While she was at university, the beloved Mobil brand changed to Engen. Unsure about the new brand, Bako didn’t apply to work at her dream company. However, not long after starting work, she noticed the new Engen logo and fell in love again.
“I worked at Waterfall Park in Midrand, where there was an Engen office. The first time I saw that ‘e’, I decided that I wanted to work there. I even told all my friends that I was going to work for Engen one day. When a friend informed me that Engen had vacancies in 2001, I applied for a position,” Bako explains.
She was called in for an interview and a few weeks later she finally joined the Engen team in the retail space. Unfortunately, the opportunity did not pan out as expected and Bako left to develop her skills and business acumen elsewhere.
“As soon as I left, I wanted to come back,” she admits. It would, however, be years before her path crossed again with the beloved brand.
Bako says: “After three years, I bumped into a former colleague, who explained that exciting opportunities for career growth existed at Engen, so I applied to re-join the company.” A year later, she joined the commercial team at Engen as a more experienced individual and found an innovative and exciting company which launched her current career trajectory.
“It was a fresher Engen and it is still transforming today. The speed of transformation is just incredible. Each year, it is faster. I’m very proud to be a part of Engen and am passionate about the industry,” Bako notes.
She adds: “Engen is very employee focused and customer centric. It is important for the customers to feel the passion we have for the brand, as most of the Engen customers are very passionate about the brand. Negative feedback does, however, offer us an opportunity to grow and improve our service offering.”
Just as Bako is a very different person today compared to the early 2000s, so Engen and the petrochemical industry has changed dramatically.
Bako notes that when she worked in the retail division at Engen in the early 2000s, the company had six competitors and was concerned about one more joining. Today, Engen has more than 200 competitors.
“In 2001, our fear was that the blue-pump agreement was ending and Sasol was entering the market. In the commercial division, we are now competing with 200 suppliers. We have to continually come up with innovative strategies on how to occupy our space and defend our market share,” Bako says.
One approach is focusing on customer value and services. Bako explains: “Engen sells solutions. We speak to customers about what else they need so that we can offer a package deal.” This ever-changing environment is one of the things that she loves about the industry along with its size.
She notes: “The industry is small, so you get to know everyone. The people in the industry are all pro-development. Whether it is developing the industry as a whole, or as an individual, we learn a lot from each other. Although I’m in marketing, I spend a lot of time with sales and engineering teams. There is a lot of growth and collaboration.”
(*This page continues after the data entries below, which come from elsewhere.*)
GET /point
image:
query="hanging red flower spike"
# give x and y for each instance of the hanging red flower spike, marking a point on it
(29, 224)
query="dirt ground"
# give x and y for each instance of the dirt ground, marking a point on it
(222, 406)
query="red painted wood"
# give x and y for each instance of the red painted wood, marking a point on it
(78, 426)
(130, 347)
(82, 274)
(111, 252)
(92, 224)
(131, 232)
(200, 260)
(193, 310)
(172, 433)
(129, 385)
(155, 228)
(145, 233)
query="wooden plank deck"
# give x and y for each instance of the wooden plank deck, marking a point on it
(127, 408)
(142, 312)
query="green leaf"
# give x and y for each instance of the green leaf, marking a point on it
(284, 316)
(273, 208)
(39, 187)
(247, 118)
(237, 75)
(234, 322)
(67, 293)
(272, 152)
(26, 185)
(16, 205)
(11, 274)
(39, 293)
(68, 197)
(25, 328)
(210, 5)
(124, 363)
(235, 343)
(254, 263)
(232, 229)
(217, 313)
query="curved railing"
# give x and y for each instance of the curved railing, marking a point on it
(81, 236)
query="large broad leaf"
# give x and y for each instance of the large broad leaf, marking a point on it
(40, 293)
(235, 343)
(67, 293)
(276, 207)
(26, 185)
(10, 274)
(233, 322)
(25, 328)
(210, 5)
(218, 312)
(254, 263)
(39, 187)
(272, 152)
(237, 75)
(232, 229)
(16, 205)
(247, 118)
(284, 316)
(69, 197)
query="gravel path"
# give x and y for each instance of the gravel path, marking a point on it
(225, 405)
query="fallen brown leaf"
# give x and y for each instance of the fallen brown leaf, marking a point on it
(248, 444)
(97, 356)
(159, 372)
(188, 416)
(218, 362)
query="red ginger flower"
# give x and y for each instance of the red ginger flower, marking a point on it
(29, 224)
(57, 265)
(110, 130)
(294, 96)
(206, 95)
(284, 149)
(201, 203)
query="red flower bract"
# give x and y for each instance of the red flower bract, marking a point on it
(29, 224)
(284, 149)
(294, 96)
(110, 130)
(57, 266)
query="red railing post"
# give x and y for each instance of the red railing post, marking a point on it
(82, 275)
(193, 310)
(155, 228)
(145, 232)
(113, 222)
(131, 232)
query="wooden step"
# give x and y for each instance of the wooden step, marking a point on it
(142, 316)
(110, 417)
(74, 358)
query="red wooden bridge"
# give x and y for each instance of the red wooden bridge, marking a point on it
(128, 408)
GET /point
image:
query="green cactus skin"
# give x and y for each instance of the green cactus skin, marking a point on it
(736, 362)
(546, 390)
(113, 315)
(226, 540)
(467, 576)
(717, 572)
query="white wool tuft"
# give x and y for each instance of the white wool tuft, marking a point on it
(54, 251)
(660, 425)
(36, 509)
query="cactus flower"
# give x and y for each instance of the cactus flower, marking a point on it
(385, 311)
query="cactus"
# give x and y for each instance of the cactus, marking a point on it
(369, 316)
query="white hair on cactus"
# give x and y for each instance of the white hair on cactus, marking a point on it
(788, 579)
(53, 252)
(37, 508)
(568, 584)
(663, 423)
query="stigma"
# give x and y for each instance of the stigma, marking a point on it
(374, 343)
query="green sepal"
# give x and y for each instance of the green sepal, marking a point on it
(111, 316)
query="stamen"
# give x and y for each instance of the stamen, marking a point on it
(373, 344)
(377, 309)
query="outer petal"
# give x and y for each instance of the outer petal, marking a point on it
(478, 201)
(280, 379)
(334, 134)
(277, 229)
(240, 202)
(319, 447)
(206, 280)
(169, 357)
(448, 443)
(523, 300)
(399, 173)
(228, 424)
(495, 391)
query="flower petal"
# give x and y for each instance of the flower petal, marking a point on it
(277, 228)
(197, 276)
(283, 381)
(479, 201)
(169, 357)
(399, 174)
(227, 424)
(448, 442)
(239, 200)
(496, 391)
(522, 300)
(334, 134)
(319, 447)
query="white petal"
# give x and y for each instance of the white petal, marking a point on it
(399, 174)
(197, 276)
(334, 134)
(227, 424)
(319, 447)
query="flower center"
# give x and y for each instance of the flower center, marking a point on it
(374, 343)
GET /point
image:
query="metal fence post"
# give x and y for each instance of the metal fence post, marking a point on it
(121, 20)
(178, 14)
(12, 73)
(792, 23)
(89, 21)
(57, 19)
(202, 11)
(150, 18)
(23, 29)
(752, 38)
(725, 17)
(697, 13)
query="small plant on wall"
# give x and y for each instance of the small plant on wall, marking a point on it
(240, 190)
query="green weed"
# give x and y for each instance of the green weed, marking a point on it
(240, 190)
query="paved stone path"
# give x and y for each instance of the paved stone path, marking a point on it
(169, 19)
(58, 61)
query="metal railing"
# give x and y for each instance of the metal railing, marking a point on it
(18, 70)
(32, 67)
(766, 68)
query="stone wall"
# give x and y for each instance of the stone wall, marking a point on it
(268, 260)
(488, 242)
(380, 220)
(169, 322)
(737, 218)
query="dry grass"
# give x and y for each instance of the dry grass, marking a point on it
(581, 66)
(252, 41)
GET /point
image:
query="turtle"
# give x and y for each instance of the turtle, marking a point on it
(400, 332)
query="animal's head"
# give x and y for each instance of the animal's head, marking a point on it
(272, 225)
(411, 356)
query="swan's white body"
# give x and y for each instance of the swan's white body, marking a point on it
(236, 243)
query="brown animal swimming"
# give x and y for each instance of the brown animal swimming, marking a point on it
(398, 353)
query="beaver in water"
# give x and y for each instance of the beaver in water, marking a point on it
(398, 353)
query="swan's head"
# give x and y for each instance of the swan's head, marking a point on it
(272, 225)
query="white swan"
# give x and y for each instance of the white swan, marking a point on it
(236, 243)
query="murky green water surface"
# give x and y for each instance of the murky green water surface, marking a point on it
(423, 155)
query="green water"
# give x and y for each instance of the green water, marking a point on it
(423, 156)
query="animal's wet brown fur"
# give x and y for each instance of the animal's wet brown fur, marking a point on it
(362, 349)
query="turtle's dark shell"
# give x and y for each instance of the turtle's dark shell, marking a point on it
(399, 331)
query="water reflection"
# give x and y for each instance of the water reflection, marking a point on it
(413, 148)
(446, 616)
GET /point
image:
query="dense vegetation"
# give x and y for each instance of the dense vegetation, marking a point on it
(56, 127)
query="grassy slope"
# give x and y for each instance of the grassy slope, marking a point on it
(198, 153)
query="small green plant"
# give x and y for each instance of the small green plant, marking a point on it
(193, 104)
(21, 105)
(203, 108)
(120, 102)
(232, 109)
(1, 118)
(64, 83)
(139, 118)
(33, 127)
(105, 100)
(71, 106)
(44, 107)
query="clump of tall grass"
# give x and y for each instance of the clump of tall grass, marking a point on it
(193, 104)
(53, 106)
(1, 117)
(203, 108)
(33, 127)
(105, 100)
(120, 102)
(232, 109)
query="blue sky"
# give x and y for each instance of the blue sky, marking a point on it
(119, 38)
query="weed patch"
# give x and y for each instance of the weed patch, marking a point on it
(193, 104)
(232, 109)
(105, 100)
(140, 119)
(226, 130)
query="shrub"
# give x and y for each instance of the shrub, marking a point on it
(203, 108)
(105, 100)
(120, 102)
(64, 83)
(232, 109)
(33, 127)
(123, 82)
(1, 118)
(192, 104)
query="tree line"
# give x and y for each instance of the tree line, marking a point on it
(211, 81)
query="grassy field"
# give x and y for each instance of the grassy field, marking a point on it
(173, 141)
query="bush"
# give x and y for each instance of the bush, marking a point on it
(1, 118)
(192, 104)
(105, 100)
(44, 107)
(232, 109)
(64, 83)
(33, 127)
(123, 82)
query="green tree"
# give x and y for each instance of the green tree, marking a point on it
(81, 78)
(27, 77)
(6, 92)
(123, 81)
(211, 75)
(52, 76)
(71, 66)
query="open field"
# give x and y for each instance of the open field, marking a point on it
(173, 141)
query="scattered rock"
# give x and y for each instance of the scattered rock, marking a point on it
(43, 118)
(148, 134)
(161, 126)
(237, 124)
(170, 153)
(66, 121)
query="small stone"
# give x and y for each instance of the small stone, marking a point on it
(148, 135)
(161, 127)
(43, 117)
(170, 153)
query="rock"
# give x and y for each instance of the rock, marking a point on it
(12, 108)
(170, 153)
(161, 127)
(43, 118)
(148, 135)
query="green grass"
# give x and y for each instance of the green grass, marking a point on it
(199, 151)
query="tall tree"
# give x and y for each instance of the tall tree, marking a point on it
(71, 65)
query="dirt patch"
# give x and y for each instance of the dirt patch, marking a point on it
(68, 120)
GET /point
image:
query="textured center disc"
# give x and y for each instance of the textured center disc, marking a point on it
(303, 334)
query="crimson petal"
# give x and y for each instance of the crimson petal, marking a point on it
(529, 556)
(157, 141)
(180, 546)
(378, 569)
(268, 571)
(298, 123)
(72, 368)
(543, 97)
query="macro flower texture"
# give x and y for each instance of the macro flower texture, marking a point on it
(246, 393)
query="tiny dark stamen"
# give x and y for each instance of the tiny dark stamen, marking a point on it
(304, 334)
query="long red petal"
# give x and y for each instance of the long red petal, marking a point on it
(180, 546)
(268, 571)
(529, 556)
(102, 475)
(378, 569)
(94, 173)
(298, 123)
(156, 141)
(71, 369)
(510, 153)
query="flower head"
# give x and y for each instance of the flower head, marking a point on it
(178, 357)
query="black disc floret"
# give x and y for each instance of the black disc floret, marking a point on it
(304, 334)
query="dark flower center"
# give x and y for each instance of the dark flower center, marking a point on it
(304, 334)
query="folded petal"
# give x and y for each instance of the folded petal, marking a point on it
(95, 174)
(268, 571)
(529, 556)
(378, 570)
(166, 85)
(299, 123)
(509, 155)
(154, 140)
It is not surprising that with her two Master’s degrees, Bako advises young professionals entering the industry to continue studying. She says: “If you have a vision of where you would like to be, write it down and look at it often to remind yourself why you are here in the first place. Then never stop learning.
“Your company is giving something to you – even if it is just a pay check. It is then up to you to give something back in order to make it a two-way relationship. It is also important to volunteer internally and learn from colleagues.”
Although Engen is playing its cards close to its chest, there are some exciting developments in place for 2019 including the launch of a new diesel. It’s parent company Petronas has invested in an internal exchange programme dubbed “cross pollination” in which staff from the Petronas group of companies are given international postings to learn and share their knowledge when they return.
At the end of December, Bako and her family will bid a temporary farewell to South Africa to take up a two-year posting at Petronas Lubricants International in Italy where she will be exposed to and gain valuable experience of the global lubricants market.
“The benefit to Engen is that when I return to South Africa, I can share the knowledge gained and further contribute to Engen’s vision of being the oil company of choice,” Bako concludes.
Those of us remaining in South Africa are excited to see what this brand, which has inspired such passion in Bako, has to offer in 2019. We wish Bako luck in her expedition.